Arleen Freeman and James Alexander initiated an antitrust action against a real estate listing service. When Alexander Schack learned that they were seeking class certification, he offered his services as a class action attorney with antitrust litigation experience. Freeman and Alexander’s attorney, David Barry, accepted and Schack signed a retainer agreement. Barry and Schack shared work product and discussed confidential and privileged matters.
Schack later filed a motion to replace Freeman and Alexander with Alan Hemphill, claiming that Freeman and Alexander were inadequate. When Barry learned the terms of Schack’s settlement proposal, he ceased conveying privileged information and work product to Schack in the belief that he represented interests adverse to Freeman and Alexander. Schack unilaterally communicated settlement terms on behalf of Hemphill and represented at a settlement conference that an agreement in principle had been reached. Schack obtained preliminary approval of a settlement class excluding Freeman and Alexander. Freeman and Alexander settled their antitrust action and then filed an action for breach of contract, professional negligence, and breach of fiduciary duty against Schack.
The trial court granted Schack’s anti-Strategic Lawsuit Against Public Participation (anti-SLAPP) special motion to strike reasoning that all of causes of action arose from constitutionally protected petitioning activity and that plaintiffs failed to establish a probability of prevailing.
The Court of Appeal held that the critical point was whether the “principal thrust or the gravamen” of the causes of action arose from protected activities in furtherance of Schack’s right of petition or unprotected activities for which the right to petition was merely incidental or collateral.
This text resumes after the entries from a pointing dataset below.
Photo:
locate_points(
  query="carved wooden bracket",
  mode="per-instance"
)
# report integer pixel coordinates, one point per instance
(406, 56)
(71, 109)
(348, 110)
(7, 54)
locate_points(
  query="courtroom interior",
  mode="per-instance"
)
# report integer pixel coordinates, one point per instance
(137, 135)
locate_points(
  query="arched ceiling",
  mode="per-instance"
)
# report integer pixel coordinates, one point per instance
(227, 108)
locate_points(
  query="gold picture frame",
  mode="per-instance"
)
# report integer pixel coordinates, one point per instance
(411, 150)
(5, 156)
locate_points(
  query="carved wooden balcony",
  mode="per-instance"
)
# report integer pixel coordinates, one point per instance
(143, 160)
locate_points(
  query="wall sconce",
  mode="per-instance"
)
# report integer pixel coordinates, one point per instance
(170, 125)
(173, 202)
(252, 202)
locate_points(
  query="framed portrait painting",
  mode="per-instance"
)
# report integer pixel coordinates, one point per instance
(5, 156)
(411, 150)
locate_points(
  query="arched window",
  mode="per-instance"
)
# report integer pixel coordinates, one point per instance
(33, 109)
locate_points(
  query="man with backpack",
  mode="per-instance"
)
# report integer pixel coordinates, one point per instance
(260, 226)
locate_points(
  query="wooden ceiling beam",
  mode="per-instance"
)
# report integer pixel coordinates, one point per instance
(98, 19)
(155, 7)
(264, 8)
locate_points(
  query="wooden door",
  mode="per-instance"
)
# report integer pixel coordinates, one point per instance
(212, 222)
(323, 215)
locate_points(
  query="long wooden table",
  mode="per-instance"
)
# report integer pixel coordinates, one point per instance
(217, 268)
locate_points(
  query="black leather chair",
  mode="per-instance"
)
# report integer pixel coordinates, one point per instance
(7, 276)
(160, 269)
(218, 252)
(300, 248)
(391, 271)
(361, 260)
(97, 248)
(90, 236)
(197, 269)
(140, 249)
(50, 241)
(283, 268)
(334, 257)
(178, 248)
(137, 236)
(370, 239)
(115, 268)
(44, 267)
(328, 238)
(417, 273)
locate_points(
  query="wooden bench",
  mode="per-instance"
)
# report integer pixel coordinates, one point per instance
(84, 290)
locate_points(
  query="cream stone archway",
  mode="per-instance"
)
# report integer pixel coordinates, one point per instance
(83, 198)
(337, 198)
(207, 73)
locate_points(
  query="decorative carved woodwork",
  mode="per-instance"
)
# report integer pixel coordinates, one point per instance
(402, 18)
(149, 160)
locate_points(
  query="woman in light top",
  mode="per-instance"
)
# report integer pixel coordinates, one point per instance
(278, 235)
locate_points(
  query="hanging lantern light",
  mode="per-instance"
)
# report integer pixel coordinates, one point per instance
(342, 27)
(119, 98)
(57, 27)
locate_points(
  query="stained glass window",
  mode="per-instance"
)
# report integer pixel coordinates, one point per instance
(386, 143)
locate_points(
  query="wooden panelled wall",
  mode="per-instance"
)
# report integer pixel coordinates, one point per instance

Freeman and Alexander argued their core claim was that Schack represented conflicting interests in the same case. Schack argued that the causes of action arose from his representation of Hemphill and ensuing settlement with the real estate listing service.
The Court noted that the “arising from” requirement is not always easily met. The Court held that Schack’s liability arose from his representation of a party with interests adverse to Freeman and Alexander, in violation of his duty of loyalty to them. The settlement of the Hemphill litigation, otherwise protected activity, was merely incidental to the unprotected activity. Although a cause of action may be triggered by or associated with a protected act, it does not always mean the cause of action arises from that act.
Comment: Courts are reluctant to allow the anti-SLAPP statute to protect attorneys from claims by their own clients.